La positive attitude

Récemment, le podcast indépendant Méta de choc consacrait une série en quatre épisodes à l’éducation positive avec Béatrice Kammerer, journaliste spécialisée en sciences de l’éducation et autrice de L’éducation vraiment positive. L’un des épisodes abordait l’impact de ce courant éducatif sur les mères, ce qui a fait naître en moi la question suivante : l’éducation positive est-elle compatible avec le féminisme ?

Aliénation pour les un·e·s, lieu d’empouvoirement pour les autres, la maternité fait débat depuis bien longtemps au sein des mouvements féministes.

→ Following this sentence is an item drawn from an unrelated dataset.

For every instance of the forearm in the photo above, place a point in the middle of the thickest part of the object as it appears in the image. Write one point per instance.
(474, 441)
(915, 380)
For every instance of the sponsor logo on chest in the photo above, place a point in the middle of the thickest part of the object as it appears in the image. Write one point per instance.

Dans les années 1960-70, quand Beauvoir qualifiait la maternité de « servitude épuisante », d’autres femmes revendiquaient un pouvoir spécifiquement féminin, ancré dans la maternité. « Il faudra bien un jour tenir compte de la procréation comme un apport considérable de richesses par les femmes à la communauté humaine et, pour elles-mêmes, comme une possibilité de libre accomplissement d’un désir », écrivait, en 2004, Antoinette Fouque, principale représentante du féminisme psychanalytique et fondatrice du MLF (Mouvement de libération des femmes). Cette polarisation du débat perdure aujourd’hui, les un·e·s traitent les autres d’essentialistes n’ayant pour but que de renvoyer les femmes à la maison, les autres taxant leurs opposant·e·s de vendu·e·s au capitalisme, n’ayant fait des enfants que pour s’en débarrasser.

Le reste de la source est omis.